Sounds of Yester Year DSOY 819
(distributed by The Woods)

 

 


1. Ridin' a Riff
2. Lonely Night
3. Nimble Feet
4. When Gabriel Blows His Horn
5. Midnight Special
6. Silver Dollar Polka
7. Winter Time
8. Lady from Castile
9. Go Way, Love, Go Way
10. Hysterical Boogie
11. Dixie Party
12. Dust Bowl
13. Footprints
14. Tasty Dish
15. Who Cut the Gorgonzola?
16. On a Boogie Beam
17. A Little Time to Dream
18. Jungle Magic
19. A La Carte
20. Roly Poly Polka
21. Conga Roo
22. Bayou Ballad
23. Slow Freight
24. On the Front Burner
25. Eight O'Clock Date
26. On the South Side

Will Bradley - Trombone
Billy Butterfield - Trumpet
Paul Ricci - Clarinet, alto sax
Sal Amato - Tenor sax
Stan Freeman - Piano
Tony Mottola - Guitar
Chubby Jackson - Bass
Terry Snyder - Drums

 

Will Bradley was a bandleader who may be neglected today, but at one time he was a highly considered instrumentalist. An even better-known trombonist, Glenn Miller, said of him: "Will Bradley can do more things better than any trombone player I ever heard". Will played with the likes of Red Nichols, Victor Young and Ray Noble. Bradley's heyday was in the late thirties and early fortiues, when the big band he formed with drummer Ray McKinley had some notable hits in boogie-woogie style, including Hit Me Daddy, Eight to the Bar and Scrub Me Mama with a Boogie Beat.
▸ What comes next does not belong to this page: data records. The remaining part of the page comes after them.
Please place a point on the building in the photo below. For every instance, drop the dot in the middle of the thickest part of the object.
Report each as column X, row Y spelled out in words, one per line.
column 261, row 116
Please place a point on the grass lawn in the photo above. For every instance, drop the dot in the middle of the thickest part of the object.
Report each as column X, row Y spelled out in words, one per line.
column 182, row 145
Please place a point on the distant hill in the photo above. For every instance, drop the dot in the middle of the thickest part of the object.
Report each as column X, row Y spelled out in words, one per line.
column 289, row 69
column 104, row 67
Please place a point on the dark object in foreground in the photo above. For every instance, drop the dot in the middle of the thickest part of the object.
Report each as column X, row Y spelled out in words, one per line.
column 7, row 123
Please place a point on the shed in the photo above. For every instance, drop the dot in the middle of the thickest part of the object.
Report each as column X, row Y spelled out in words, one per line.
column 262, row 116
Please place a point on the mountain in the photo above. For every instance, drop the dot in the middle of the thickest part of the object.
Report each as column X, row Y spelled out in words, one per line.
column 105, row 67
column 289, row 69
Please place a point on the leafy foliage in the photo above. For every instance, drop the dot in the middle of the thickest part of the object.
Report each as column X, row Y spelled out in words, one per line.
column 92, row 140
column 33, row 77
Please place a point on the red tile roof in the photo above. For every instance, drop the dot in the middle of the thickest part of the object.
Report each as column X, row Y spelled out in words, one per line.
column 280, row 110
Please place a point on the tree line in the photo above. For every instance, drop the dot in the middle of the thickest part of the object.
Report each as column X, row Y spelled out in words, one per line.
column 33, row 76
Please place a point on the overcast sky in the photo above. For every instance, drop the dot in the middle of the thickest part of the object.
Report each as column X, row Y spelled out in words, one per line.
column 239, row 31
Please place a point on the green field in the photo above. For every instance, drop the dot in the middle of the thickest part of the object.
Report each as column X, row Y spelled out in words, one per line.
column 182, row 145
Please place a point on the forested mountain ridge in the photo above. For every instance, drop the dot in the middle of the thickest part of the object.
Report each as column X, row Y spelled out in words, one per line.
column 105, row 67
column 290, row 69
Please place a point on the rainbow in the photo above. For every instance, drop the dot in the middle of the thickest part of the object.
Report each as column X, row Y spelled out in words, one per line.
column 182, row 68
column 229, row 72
The recordings on this CD were made in the late 1950s by an octet which Bradley assembled with a mouth-watering line-up. I expected great things from a band that included trumpeter Billy Butterfield, pianist Stan Freeman, bassist Chubby Jackson and drummer Terry Snyder. My expectations were somewhat lessened when I actually heard the record. The opening track is a swinging piece which gives many of the musicians (notably Russ Freeman) opportunities for jazz solos. But the album also contains some easy-listening dance music, such as Lonely Night, Winter Time and Footprints which are very much in the Tommy Dorsey vein of sweet trombone rhapsodies, and Nimble Feet which is like a jolly piece of light novelty music.

When Gabriel Blows His Horn gives rein to the cogent trumpet of Billy Butterfield, but Silver Dollar Polka is an oompah number which includes an unexpected xylophonist, and Lady from Castile is a straightforward tango with uncredited flute, vibes and what sounds like an oboe. The jokey Who Cut the Gorgonzola? even reminds me of Spike Jones and his City Slickers, complete with vaudeville sound effects.

Hysterical Boogie and On a Boogie Beam return Bradley to the style which made him famous. Jazzier tracks include Dixie Party (with a hot solo from Butterfield) and the bluesy Slow Freight.

So the jazz content on this album is variable but the arrangements are resourceful and the musicians are all top-flight, making for some pleasurable listening.